Bull markets are born on pessimism, grow on scepticism, mature on optimism and die on euphoria.

Wednesday, January 21, 2015

Winning System: CAN SLIM Part II

I was posting about the CAN SLIM method in my earlier post and the last alphabet "M" of the CAN SLIM is quite important. 

M = Market Direction

Learn to determine the overall market direction by accurately interpreting the daily market indexes' price and volume movements and the action of individual market leaders. 

This can determine whether you win big or lose. You need to stay in gear with the market. It doesn't pay to be out of phase with the market. 

A) To detect a market top, keep a close eye on the daily index.

- Heavy volume without further price progress up, price index is either flat or down. (Distribution)

- Spread from the average’s daily high to its daily low may little wider than on previous day.

- The general market will always turn down 2-4 weeks later after 4-5 specific distribution days over a period of 4-5 weeks.

- A lot of trading but no real price progress.

- Laggards can’t lead the market higher. This is simply a matter of weak leadership trying to command the market. If the best ones can’t lead, the worst certainly aren’t going to do so for very long. 

B) To spot the bottom of the stock market

- A rally attempt begins when a major market average closes higher after a decline that happen either earlier in the day or during the previous session. This trading day considered as Day 1.

- Example: Down 3% in the morning but recovers later and closes higher, or down 2% and rebounds the next day

- Look for “follow through” with a booming gain on heavier volume than the day before, usually occur between 4th – 7th day of Day 1.

- Example: index up more than 1.5% gain and volume is higher than average daily volume recorded previously.

- Eliminate sudden spike of certain index stocks that create false follow through.

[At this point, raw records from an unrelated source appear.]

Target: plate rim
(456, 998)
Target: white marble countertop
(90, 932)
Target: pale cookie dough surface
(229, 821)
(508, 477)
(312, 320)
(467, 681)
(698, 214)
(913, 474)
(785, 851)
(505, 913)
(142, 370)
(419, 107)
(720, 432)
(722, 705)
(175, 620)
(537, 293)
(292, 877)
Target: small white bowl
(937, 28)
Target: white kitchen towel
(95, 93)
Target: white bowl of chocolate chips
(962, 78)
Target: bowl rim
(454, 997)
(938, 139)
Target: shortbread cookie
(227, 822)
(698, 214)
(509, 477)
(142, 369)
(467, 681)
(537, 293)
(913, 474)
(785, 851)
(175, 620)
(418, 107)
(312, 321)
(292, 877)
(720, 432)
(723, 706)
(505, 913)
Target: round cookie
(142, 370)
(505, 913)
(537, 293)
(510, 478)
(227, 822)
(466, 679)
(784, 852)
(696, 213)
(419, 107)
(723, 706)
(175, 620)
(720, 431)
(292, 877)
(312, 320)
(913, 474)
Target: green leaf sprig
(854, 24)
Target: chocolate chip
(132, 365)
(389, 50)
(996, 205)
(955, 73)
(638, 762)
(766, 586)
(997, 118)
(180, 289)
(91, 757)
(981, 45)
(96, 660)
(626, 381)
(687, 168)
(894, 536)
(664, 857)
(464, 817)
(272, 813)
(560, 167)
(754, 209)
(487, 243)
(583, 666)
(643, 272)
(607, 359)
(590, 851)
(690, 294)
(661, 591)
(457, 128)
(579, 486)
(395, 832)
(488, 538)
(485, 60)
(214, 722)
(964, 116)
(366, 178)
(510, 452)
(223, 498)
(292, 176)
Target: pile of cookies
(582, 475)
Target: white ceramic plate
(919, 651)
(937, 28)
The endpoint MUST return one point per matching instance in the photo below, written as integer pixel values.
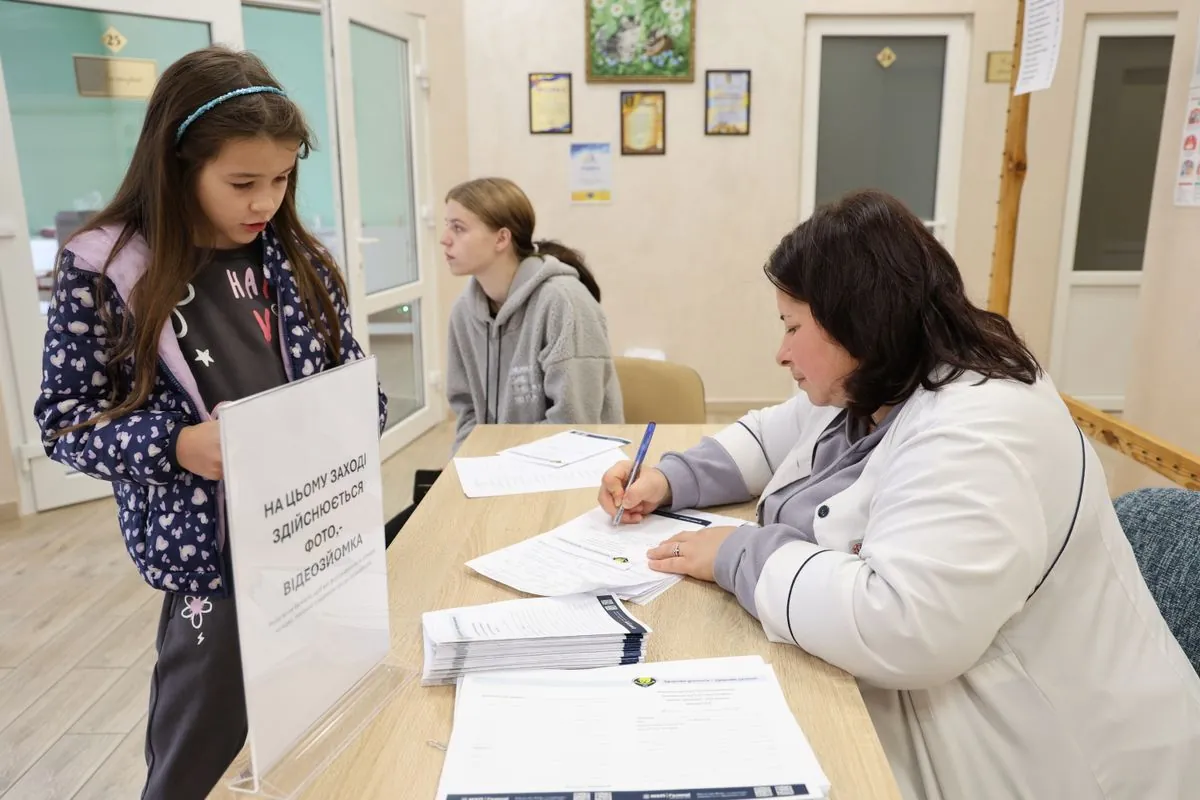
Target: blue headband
(213, 103)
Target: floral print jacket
(173, 521)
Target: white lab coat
(977, 690)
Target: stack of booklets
(705, 728)
(569, 632)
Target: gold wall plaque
(1000, 66)
(113, 40)
(97, 76)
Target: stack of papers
(589, 555)
(706, 728)
(573, 459)
(574, 632)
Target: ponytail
(571, 258)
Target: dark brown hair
(157, 200)
(889, 293)
(499, 203)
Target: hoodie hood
(532, 272)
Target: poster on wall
(1187, 186)
(635, 41)
(591, 172)
(643, 122)
(550, 102)
(727, 102)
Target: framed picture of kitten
(640, 41)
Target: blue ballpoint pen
(637, 465)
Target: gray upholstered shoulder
(1163, 527)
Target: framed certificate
(643, 122)
(550, 102)
(727, 102)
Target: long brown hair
(891, 294)
(157, 200)
(499, 203)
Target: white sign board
(305, 507)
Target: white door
(381, 95)
(1119, 120)
(885, 102)
(65, 143)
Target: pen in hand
(633, 473)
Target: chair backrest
(660, 391)
(1163, 527)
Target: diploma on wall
(643, 128)
(550, 102)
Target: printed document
(567, 447)
(589, 554)
(718, 728)
(489, 476)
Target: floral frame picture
(641, 41)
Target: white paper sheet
(489, 476)
(1041, 42)
(589, 554)
(567, 447)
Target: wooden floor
(77, 629)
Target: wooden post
(1012, 179)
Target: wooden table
(393, 758)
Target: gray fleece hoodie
(545, 356)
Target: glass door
(1119, 122)
(75, 79)
(883, 108)
(381, 97)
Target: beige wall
(1044, 198)
(448, 121)
(689, 232)
(1165, 382)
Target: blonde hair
(499, 203)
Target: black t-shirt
(228, 328)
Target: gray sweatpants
(197, 722)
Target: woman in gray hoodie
(528, 340)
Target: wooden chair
(660, 391)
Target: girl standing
(196, 286)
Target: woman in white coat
(931, 521)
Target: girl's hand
(648, 492)
(198, 450)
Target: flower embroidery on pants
(195, 608)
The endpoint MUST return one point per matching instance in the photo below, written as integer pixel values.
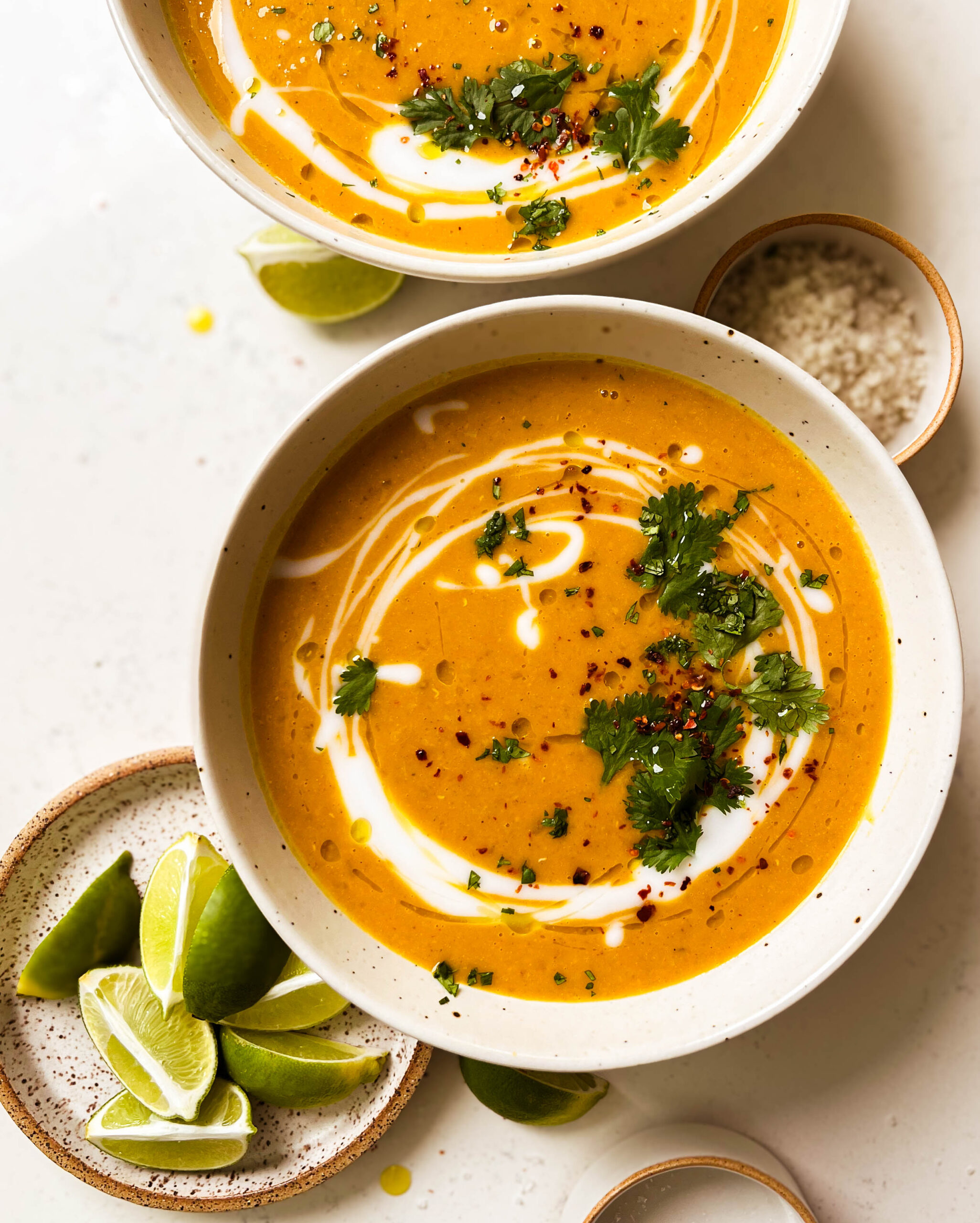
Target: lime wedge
(533, 1097)
(99, 929)
(298, 999)
(296, 1071)
(235, 955)
(168, 1063)
(312, 280)
(128, 1130)
(182, 881)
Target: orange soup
(569, 679)
(483, 130)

- Then, begin buying high-quality stocks with strong sales and earnings. 

C) Initial bounce back is feeble

- Index advance in price on the third, fourth and fifth rally day but on volume that is lower than that of the day before. 

- Average makes little net upward price progress compared with its progress the day before.

- Market average recovers less than half of the initial drop from its former absolute intraday high

- When you see these weak rallies and failures, further selling is advisable. 

Above post is abstracted from the book "How to make money in stocks" by William O'Neil.